Jheronimus Academy of Data Science, Eindhoven University of Technology, and Tilburg University, together with Utrecht University of Applied Sciences, are creating a “Toolkit Artificial Intelligence” that should be applicable for the industry. To this end, the public-private partnership ‘CERTIF-AI’ has been set up, consisting of companies from the high-tech manufacturing industry in addition to the knowledge partners. NWO makes this possible with a four-year subsidy. The toolkit consists of algorithms and methods for industrial applications.

The CERTIF-AI project (Certification of production process quality through Artificial Intelligence) will start on 1 September 2020. The aim is to use the large amounts of data generated by machines and in production processes to certify processes, improve product quality, and identify problems. “For the industrial end-users, this means fewer errors in production and therefore lower costs or greater process reliability and therefore a better product or service”, the consortium says in an explanatory note. “The project is not only academically innovative by applying AI techniques to real-time sensor data, but also JADS and consortium partners contribute to the deployment of AI for concrete industrial applications”.

The AI Toolkit is developed and implemented by a research team from JADS, Eindhoven University of Technology, Tilburg University, and Utrecht University of Applied Sciences. Industrial partners Damen Shipyards, Omron, Additive Industries, and VTEC have defined four concrete applications. Sioux Mathware, BrightCape, and UNIT040 are assisting in the implementation of the toolkit together with Hogeschool Utrecht and practical researchers from JADS.

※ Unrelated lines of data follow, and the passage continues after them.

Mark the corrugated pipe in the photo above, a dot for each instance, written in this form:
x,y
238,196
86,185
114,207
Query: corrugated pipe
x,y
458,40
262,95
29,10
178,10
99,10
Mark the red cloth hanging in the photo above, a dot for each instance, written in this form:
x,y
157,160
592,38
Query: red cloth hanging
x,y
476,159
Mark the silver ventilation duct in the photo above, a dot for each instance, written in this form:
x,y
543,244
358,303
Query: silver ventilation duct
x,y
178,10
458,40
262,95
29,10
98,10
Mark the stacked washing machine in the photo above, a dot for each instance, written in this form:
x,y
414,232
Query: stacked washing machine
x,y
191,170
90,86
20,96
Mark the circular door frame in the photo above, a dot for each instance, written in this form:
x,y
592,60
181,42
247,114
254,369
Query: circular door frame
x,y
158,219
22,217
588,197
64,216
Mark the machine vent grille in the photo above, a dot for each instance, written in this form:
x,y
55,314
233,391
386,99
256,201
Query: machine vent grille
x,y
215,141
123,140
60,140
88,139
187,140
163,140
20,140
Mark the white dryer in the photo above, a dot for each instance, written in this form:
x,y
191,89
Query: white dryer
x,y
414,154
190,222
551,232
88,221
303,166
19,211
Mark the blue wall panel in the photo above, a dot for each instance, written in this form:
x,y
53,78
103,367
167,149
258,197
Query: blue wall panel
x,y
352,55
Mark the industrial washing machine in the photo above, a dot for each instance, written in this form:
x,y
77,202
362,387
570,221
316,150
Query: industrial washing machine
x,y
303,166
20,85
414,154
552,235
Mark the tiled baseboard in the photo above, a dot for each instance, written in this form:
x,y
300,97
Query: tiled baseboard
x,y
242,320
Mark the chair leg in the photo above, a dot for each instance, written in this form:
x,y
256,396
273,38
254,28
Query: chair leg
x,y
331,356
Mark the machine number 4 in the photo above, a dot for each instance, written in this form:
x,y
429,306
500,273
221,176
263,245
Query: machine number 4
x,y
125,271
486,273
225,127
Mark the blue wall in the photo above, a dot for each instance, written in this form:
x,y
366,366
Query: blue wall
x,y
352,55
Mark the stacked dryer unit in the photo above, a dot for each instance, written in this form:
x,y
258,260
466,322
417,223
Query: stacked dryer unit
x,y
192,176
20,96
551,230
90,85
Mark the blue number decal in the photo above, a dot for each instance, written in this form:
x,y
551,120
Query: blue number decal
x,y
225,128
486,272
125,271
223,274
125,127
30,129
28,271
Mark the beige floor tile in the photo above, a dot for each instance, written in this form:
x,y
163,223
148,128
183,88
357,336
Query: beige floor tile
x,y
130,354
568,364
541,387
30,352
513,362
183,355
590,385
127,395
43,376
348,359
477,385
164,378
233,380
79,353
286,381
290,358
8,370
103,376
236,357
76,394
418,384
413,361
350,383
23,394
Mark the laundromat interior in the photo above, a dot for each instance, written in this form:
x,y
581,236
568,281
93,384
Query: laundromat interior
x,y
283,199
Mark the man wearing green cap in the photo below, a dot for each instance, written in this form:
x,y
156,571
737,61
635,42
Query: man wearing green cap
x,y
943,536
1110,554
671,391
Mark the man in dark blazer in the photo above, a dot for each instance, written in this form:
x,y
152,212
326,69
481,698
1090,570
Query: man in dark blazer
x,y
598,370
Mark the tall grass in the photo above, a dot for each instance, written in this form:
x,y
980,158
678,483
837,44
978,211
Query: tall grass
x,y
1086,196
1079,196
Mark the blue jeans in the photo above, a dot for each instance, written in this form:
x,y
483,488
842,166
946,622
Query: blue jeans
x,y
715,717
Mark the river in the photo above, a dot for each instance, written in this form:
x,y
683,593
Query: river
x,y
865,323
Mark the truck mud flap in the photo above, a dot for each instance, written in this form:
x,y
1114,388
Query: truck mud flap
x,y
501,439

Tim Foreman (Omron) expects the toolkit to deliver efficiency benefits: “The Omron IPC is a Build-to-Order product and has thousands of variants. With CERTIF-AI we are automating and integrating the validation process of new variants into the normal production process in order to reduce the delivery time of new variants”. Damen Shipyards expects to acquire new knowledge with CERTIF-AI: “A more data-driven approach in operational processes is a strategic spearhead for Damen and makes it possible for us to create insights that were not previously possible,” says Jasper Schuringa. “These insights offer optimization opportunities but also generate additional value for both Damen, the customer, and the customer’s customer”.

According to the initiators, the CERTIF-AI project is “a good example of the connecting role that JADS has in the collaboration between the parent universities TU Eindhoven and Tilburg University and the affiliated research institutes such as the Eindhoven AI Systems Institute (EAISI) that focuses, among other things, on the use of AI for high-tech systems”.